In this project, I aim to utilize dimensionality-reduction techniques, such as Principal Component Analysis, for the purpose of reducing complex hand kinematics collected during therapy tasks and assessments and providing therapists with novel ways to evaluate hand function during rehabilitation.
Human hands are complex! They have 27 degrees of freedom if we include the wrist, 27 bones, 34 muscles, and over 100 ligaments and tendons, which makes it for a difficult task for engineers to replicate (e.g., prostheses) and for therapists to track (e.g., during therapy).
When it comes to hand therapy, whether it is for an individual who recently had stroke or for someone who had a hand surgery, the task of the therapist is to assess the function and assist in improving it - both holistically and atomistically. This is because while the hand contains fingers, each of which can act independently and are important individual units, ultimately, they act as a whole, forming gestures or grasping objects. As a result, when providing hand therapy, medical professionals must consider all degrees of freedom simultaneously - a cumbersome task!
Dimensionality Reduction to the Rescue
Dimensionality reduction (DR) techniques have been around for many decades and served the machine learning community of engineers and mathematicians well and true. Recently, they have been employed in the biomechanics communities to help understand the underlying mechanisms of control of complex biological systems... including hands.
In my past work, I have already utilized several DR techniques in assessing how well they can compress complex high-dimensional hand kinematics (joint angles) data into low-dimensional (2D) space. More on it can be read here and here. However, in that work, DR was utilized for the purpose of simplifying complex prosthetic hand control.

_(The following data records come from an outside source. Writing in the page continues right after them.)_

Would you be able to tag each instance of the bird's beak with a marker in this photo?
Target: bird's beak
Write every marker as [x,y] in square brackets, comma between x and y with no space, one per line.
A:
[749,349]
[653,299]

In my current work, I am trying to understand whether we can utilize these DR techniques to assess hand function during rehabilitation tasks in a lower-dimensional (2D once again) space. The idea is that instead of keeping track of all 27 degrees of freedom, the therapist can evaluate hand function simply by looking at a 2D plot. Wouldn't that be neat?
From there, the possibilities are practically endless. If a given DR technique can in fact compress high-dimensional joint angles data into a lower-dimensional reliably and repeatedly within the same user and across different users, the applications for such a simple low-tech tool are many:
Assess hand improvement over a single (or many) therapy sessions for a single individual
Point to the specific part of the task or a particular hand feature that is "deviated" from the desired norm
Compare the same task performance between individuals
Early identification of problems with hand function (such as in rheumatoid arthritis)
Provide biofeedback to therapy participants about their progress during rehabilitation in a format that is easier to understand and visualize
Where Are We At?
We are currently collected pilot data with individuals without upper-limb disabilities using a sensorized glove. This is to understand which tasks are best for evaluating hand function.
Next, we will be collecting hand kinematics data in stroke individuals. Parallel to that, we are assessing several DR techniques in their applicability for the task of repeatability and stability across outputs.
In the future, there is room for utilizing simple camera-based hand-tracking solutions to perform data collection in rehabilitation settings in lieu of the complex and expensive sensorized data gloves. The current issues with such technologies include object occlusion and model mismatch that oftentimes lead to poor tracking quality.